Mevrouw Wiegman-van Meppelen Scheppink (ChristenUnie): Dit is een heel
gevoelige situatie die wij hebben besproken toen wij het kortgeleden
over uitbreiding hadden. Het blijft lastig wegen, maar wij vonden de
verhouding zoek. Wij hadden het idee dat Kroatië vrij gemakkelijk door
kon stomen, terwijl daar wat kanttekeningen bij te maken zijn. Wij
hebben toen, volgens mij samen met het CDA, de vraag geopperd of de
houding van Nederland ten opzichte van Servië verlengd moet worden, of
dat er ruimte is om die open te breken, gezien de ontwikkelingen en
veranderingen in Servië.
De heer Ten Broeke (VVD): In de conclusies van de Raad die ons net
hebben bereikt, staat ten aanzien van Kroatië op pagina 3: de
samenwerking van het Joegoslaviëtribunaal valt te verbeteren. Dat hoor
ik niet meer ten aanzien van Servië.
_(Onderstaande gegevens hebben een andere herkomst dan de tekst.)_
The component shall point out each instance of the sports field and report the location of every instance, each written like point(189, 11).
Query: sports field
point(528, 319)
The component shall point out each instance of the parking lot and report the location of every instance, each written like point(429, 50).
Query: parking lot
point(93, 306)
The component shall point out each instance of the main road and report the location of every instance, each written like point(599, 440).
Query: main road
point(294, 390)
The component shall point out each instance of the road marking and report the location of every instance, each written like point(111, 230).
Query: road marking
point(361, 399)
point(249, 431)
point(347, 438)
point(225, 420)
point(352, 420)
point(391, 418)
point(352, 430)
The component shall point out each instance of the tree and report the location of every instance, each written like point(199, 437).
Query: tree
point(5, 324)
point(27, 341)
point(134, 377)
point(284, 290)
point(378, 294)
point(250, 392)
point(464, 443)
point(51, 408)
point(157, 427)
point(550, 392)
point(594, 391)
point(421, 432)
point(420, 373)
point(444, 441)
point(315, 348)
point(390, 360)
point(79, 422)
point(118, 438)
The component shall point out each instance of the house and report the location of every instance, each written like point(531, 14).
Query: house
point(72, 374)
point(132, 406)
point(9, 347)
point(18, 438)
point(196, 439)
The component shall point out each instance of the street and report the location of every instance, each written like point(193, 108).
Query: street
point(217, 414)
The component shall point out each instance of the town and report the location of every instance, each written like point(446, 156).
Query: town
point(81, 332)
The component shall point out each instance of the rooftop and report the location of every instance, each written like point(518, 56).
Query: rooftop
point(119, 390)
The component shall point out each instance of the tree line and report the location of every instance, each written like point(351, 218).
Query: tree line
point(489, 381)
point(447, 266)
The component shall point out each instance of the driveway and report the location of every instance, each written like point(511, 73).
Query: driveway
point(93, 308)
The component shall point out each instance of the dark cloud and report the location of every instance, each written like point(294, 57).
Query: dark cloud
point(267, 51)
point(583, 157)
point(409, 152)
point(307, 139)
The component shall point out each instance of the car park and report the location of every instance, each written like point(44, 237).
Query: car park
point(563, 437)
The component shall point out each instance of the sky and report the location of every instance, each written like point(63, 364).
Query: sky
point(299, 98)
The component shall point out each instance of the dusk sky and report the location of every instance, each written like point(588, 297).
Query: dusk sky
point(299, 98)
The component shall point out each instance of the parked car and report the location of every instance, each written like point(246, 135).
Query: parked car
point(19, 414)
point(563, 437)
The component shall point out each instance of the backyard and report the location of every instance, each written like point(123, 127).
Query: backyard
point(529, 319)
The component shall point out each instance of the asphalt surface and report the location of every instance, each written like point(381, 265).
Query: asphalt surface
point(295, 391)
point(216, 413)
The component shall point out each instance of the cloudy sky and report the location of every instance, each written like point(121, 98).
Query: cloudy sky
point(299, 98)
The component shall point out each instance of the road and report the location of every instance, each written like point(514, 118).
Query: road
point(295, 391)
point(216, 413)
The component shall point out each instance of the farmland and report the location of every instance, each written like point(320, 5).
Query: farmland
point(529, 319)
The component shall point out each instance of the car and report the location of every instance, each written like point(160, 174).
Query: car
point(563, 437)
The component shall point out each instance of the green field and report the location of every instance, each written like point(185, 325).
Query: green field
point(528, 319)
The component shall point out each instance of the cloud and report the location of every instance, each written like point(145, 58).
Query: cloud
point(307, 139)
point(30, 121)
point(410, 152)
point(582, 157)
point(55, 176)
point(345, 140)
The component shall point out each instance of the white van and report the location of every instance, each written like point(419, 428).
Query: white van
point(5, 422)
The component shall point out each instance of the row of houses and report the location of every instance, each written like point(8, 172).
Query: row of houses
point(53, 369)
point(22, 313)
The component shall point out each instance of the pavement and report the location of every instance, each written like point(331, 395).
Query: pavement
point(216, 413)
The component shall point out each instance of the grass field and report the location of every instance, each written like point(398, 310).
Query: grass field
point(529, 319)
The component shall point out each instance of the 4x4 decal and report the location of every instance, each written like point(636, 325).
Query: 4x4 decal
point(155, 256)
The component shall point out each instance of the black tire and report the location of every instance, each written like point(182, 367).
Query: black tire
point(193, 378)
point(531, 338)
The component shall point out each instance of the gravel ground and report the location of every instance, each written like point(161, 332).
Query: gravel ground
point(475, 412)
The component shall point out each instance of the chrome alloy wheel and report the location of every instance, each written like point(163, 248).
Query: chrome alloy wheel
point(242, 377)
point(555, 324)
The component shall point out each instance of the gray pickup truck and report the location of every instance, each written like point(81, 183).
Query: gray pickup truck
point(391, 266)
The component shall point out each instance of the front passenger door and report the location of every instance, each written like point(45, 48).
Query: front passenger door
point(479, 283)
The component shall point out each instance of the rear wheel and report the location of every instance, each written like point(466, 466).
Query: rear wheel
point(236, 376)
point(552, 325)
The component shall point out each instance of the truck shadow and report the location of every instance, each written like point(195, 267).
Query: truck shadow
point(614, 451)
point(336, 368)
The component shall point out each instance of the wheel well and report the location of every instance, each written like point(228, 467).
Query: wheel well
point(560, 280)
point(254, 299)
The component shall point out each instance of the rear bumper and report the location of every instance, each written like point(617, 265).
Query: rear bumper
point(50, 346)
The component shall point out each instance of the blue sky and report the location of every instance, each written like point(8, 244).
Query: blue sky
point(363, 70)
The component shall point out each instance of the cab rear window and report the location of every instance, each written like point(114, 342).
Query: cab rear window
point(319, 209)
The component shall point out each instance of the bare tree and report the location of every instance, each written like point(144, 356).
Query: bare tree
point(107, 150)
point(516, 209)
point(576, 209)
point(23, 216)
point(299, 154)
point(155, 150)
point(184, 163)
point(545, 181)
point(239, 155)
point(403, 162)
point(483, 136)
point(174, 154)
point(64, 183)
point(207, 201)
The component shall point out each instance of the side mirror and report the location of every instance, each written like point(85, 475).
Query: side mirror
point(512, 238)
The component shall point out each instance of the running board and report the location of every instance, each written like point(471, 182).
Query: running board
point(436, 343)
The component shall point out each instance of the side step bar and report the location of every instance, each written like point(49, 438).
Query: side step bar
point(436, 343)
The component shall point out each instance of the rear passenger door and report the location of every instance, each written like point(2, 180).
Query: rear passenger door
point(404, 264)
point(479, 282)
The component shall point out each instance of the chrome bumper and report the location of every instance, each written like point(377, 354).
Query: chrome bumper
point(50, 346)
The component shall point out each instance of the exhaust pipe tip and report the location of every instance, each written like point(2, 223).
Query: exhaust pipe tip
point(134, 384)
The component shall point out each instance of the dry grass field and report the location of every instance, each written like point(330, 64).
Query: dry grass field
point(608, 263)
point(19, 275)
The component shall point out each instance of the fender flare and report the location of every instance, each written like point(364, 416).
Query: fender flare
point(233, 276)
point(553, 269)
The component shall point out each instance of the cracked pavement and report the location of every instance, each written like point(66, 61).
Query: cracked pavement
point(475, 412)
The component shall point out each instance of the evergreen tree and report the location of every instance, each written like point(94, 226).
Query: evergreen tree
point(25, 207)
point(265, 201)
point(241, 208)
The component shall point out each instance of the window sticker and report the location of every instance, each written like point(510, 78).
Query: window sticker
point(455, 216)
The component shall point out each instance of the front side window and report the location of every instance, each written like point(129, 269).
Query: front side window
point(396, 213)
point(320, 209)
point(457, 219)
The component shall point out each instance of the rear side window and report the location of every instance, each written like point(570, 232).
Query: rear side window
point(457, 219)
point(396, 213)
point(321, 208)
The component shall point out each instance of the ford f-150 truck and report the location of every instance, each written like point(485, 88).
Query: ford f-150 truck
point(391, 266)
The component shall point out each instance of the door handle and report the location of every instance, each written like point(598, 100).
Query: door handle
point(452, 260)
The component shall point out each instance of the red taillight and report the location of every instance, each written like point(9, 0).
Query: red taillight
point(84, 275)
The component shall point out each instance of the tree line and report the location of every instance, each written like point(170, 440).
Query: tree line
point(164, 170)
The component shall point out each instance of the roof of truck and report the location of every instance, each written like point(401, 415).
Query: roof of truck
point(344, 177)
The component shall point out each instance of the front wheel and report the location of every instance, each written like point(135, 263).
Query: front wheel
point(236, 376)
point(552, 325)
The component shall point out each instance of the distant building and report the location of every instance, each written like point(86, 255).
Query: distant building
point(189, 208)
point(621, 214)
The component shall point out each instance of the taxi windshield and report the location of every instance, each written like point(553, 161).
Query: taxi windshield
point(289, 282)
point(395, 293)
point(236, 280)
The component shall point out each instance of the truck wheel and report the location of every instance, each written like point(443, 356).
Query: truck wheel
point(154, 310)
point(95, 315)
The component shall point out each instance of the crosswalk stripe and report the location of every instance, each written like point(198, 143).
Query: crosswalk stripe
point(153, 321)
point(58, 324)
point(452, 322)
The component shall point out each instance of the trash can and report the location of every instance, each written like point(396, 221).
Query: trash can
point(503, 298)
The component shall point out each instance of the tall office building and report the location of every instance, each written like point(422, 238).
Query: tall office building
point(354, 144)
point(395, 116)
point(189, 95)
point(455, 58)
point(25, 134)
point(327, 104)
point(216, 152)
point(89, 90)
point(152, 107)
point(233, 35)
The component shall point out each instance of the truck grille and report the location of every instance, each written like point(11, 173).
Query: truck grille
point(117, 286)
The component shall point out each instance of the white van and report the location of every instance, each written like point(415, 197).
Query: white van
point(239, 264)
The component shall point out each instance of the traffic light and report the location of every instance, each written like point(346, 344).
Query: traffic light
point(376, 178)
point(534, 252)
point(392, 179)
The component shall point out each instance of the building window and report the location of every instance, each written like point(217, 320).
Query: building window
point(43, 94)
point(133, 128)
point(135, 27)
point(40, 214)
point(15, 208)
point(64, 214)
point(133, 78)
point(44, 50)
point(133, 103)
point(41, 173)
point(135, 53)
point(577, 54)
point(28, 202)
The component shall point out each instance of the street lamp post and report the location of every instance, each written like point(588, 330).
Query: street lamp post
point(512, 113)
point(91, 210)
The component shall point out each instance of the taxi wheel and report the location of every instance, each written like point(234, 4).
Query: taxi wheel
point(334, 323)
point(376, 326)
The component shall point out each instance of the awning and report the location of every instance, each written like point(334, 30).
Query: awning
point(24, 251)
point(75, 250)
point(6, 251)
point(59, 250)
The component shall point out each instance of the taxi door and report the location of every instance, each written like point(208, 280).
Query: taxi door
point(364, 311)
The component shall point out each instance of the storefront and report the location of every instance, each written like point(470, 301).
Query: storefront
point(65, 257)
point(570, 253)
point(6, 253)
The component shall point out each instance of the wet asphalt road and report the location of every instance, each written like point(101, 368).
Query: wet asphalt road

Daar wordt eerder in positieve
termen over die samenwerking gesproken.
Mevrouw Wiegman-van Meppelen Scheppink (ChristenUnie): Ik heb het
verslag onvoldoende kunnen lezen. Het enige wat ik kan doen, is
reflecteren op hetgeen wij hier kortgeleden hebben besproken, de
opmerkingen die wij als ChristenUnie toen hebben gemaakt, en mij
baseren op hetgeen wij van minister Verhagen tot vanmorgen te horen
hebben gekregen en waarin hij de enigszins gewijzigde houding van
Nederland verklaart. Wij steunen die.